2021-09-11 14:40:07.062 16914-16914/com.rustfisher.tutorial2020 D/rfDevTp: invokeAll 准备提交任务
2021-09-11 14:40:07.063 16914-19230/com.rustfisher.tutorial2020 D/rfDevTp: task1 Thread[pool-4-thread-1,5,main]
2021-09-11 14:40:07.063 16914-19231/com.rustfisher.tutorial2020 D/rfDevTp: task2 Thread[pool-4-thread-2,main]
2021-09-11 14:40:07.063 16914-19232/com.rustfisher.tutorial2020 D/rfDevTp: task3 Thread[pool-4-thread-3,main]
2021-09-11 14:40:08.563 16914-16914/com.rustfisher.tutorial2020 D/rfDevTp: invokeAll 已提交任务
2021-09-11 14:40:08.563 16914-16914/com.rustfisher.tutorial2020 D/rfDevTp: 任务列表执行结果 rust
2021-09-11 14:40:08.563 16914-16914/com.rustfisher.tutorial2020 D/rfDevTp: 任务列表执行结果 fisher
2021-09-11 14:40:08.563 16914-16914/com.rustfisher.tutorial2020 D/rfDevTp: 任务列表执行结果 列表里面的任务
Three tasks are submitted and executed in three different sub threads.
Invokeany (collection <? Extensions callable < T > > tasks) is also a callable collection. Then return the value of the task that ends first. Other unfinished tasks will be cancelled normally without exception.
Invokeany example
val tp: ExecutorService = Executors.newCachedThreadPool()
val callList = arrayListOf<Callable<String>>(
Callable {
Thread.sleep(1000) // 设计延时
return@Callable "rust"
},Callable {
Thread.sleep(400)
return@Callable "fisher"
},Callable {
Thread.sleep(2000)
return@Callable "列表里面的任务"
},"invokeAny 提交任务")
val res = tp.invokeAny(callList)
Log.d(TAG,"执行结果 $res")
2021-09-11 14:04:55.253 14066-14066/com.rustfisher.tutorial2020 D/rfDevTp: invokeAny 提交任务
2021-09-11 14:04:55.654 14066-14066/com.rustfisher.tutorial2020 D/rfDevTp: 执行结果 fisher
You can see from the log that the "Fisher" task is executed at last.
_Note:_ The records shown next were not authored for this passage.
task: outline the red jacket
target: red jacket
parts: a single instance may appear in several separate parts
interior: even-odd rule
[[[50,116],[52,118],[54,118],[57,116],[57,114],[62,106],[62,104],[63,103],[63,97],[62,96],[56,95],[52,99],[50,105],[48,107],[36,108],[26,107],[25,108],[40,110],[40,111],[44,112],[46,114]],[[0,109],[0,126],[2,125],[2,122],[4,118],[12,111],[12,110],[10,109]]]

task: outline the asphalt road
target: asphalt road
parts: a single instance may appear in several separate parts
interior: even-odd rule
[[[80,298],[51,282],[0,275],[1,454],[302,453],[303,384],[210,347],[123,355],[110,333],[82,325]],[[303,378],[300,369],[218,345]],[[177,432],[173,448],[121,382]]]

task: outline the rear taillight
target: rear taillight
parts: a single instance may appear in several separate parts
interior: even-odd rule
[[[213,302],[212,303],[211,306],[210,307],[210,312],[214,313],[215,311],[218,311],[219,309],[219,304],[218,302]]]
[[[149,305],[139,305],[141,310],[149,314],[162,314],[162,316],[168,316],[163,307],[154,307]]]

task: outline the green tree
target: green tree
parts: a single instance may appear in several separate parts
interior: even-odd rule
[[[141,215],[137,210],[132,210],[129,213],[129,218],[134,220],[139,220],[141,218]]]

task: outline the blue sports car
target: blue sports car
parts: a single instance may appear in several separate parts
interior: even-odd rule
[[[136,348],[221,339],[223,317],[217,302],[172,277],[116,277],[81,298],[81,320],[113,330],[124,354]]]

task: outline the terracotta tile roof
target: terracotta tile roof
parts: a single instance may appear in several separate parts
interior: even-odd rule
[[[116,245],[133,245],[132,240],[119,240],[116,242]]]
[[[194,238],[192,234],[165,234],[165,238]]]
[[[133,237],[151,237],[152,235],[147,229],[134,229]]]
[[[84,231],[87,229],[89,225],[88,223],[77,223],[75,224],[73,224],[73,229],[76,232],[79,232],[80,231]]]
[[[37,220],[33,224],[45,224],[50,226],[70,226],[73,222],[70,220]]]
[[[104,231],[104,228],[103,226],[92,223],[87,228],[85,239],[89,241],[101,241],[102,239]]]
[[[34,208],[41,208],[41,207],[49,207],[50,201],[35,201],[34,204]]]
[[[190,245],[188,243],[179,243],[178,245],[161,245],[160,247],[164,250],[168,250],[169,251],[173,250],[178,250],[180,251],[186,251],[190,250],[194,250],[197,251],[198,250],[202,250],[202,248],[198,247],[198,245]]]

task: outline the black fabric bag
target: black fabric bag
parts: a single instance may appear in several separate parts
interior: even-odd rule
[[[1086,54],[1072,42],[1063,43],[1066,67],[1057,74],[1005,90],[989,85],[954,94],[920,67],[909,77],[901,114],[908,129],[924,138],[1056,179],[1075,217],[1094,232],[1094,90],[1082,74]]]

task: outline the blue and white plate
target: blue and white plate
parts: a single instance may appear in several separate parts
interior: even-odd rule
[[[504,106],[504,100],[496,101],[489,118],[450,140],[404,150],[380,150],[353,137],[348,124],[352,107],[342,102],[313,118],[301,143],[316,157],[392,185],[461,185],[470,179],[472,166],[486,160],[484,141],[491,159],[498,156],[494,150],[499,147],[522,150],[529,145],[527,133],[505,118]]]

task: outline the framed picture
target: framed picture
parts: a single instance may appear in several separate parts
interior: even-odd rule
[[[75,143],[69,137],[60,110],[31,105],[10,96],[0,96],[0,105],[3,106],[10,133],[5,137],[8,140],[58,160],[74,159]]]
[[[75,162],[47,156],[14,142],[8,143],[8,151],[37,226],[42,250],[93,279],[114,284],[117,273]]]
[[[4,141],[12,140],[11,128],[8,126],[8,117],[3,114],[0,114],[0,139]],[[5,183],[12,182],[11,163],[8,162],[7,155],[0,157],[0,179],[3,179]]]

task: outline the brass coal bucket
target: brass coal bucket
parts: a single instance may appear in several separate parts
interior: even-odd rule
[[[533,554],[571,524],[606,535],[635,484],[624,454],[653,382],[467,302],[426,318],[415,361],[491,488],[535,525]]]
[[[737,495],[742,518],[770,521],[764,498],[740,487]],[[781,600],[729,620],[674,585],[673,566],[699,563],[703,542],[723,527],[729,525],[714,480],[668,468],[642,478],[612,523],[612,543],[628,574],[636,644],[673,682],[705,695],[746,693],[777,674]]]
After use, remember to terminate the thread pool
/*ExecutorService*/ shutdown()
shutdownNow()
Shutdown () creates a stop command after the submitted task and does not accept new tasks. If the thread pool has stopped, calling this method will not take effect.
The shutdownnow () method attempts to stop all executing tasks and stop waiting tasks. And return the list of tasks waiting to be executed list < runnable >.